V600E mutation, V600K mutation

Sample Requirements

EITHER (a) slides OR (b) tissue block:

(a) Instructions for slide specimens:
1 slide at 4-micron thickness stained with hematoxylin-and-eosin AND
10 unstained, non-baked slides at 10-micron thickness (a minimum of 5 unstained slides is acceptable).
Unstained slides can be on charged or uncharged slides.
Note: sections should contain as much tumor as possible.

(b) Instructions for tissue block specimen:
Provide complete tissue block containing tumor tissue.
If there is more than one tissue block, please provide the block that has the greatest amount of tumor tissue.  Tissue block will be returned at completion of testing.


(c) Add-on after prior testing in lab: contact UW Genetics lab

Processing Instructions

Reject due to: Decalcified sample

Spin: N

Aliquot: N

Temp: 2-8 C

Storage location: Affix large Cerner labels to tubes and place in refrigerator send-outs rack.

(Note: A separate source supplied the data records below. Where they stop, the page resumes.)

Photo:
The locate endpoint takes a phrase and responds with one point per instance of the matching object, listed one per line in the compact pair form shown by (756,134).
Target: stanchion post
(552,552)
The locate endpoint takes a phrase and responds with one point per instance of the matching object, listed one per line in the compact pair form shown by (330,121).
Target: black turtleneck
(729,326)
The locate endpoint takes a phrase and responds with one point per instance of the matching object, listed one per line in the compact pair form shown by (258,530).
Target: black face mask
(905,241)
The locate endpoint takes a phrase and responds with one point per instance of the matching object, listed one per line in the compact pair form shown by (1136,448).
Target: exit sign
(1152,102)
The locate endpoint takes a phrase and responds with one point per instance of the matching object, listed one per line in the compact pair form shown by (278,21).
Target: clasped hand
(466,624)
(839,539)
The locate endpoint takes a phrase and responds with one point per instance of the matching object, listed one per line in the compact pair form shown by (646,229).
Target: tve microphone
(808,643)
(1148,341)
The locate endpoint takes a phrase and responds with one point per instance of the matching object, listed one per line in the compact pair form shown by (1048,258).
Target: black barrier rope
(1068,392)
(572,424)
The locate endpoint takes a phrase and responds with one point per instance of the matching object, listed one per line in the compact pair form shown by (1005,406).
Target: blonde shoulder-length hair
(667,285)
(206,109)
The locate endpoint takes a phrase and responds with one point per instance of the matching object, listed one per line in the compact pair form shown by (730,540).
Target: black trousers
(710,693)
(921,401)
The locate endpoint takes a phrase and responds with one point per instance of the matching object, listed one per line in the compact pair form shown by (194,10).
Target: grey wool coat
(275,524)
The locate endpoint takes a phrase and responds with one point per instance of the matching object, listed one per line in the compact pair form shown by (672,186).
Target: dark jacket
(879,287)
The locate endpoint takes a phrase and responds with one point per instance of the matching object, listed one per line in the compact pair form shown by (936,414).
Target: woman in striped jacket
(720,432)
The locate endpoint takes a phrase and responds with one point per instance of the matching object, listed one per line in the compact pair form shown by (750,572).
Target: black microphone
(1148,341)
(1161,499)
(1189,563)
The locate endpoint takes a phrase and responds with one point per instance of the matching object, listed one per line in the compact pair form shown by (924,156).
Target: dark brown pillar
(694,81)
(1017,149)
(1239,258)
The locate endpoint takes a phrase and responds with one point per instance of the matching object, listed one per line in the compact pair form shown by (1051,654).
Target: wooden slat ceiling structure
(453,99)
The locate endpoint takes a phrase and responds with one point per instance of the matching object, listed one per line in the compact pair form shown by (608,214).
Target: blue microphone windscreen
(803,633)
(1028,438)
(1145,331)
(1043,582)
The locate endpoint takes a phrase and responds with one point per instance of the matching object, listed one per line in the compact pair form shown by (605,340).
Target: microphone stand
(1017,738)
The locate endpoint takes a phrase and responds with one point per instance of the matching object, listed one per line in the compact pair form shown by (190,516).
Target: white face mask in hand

Off-site collection: Send whole blood refrigerated. Optimal results are achieved when samples are received within: 72 hours of collection for bone marrow and peripheral blood


Specimen Type Temperature Time
Whole blood Room temp 48 h
Whole blood Refrigerated 7 d
Whole blood Frozen N
Extracted DNA Room temp 3-4 d
Extracted DNA Refrigerated 1 y
Extracted DNA Frozen Indefinitely




STAT Performed TAT
N Accepted Mon - Fri from 0800 - 1500.  Performed once a week. 2-3 w


Performing Laboratory

University of Washington

Dept of Laboratory Medicine

UW Genetics Lab

1959 NE Pacific St, NW220
Seattle, WA 98195

Phone Number: (206) 520-4600


Department: Send Outs


Phone Number: (206) 987-2563

Reference Range

Interpretive report is provided.


Method: Exon 15 of the BRAF gene is analyzed by melting curve analysis to detect the V600E (GTG to GAG) and V600K (GTG to AAG) mutations in a modified protocol based on Ikenoue Cancer Genetics and Cytogenetics 2004;149:68–71. The test can normally detect a heterozygous mutation if it is present in more than about 5% of the cells in the sample. This test was developed and its performance characteristics determined by the Department of Laboratory Medicine at the University of Washington.

Analytical Volume: None specified

Limitations: None specified

CPT Codes

81210           (updated 1/16/17 by sstasi) 

Clinical Utility

This test detects mutations in exon 15 of the BRAF gene, which includes codon 600. Somatic mutations in BRAF occur in about 50% of melanomas and about 10-15% of colon cancers and are associated with responsiveness to BRAF inhibitors, and resistance to antibody therapy against the EGF receptor. This test can normally detect a heterozygous mutation if it is present in more than about 5% of the cells in the sample.


Send Out Instructions

Reference Test Name: BRAF Mutations
Reference Test Number: BRAF
Instructions: Send out M - F with the UW courier.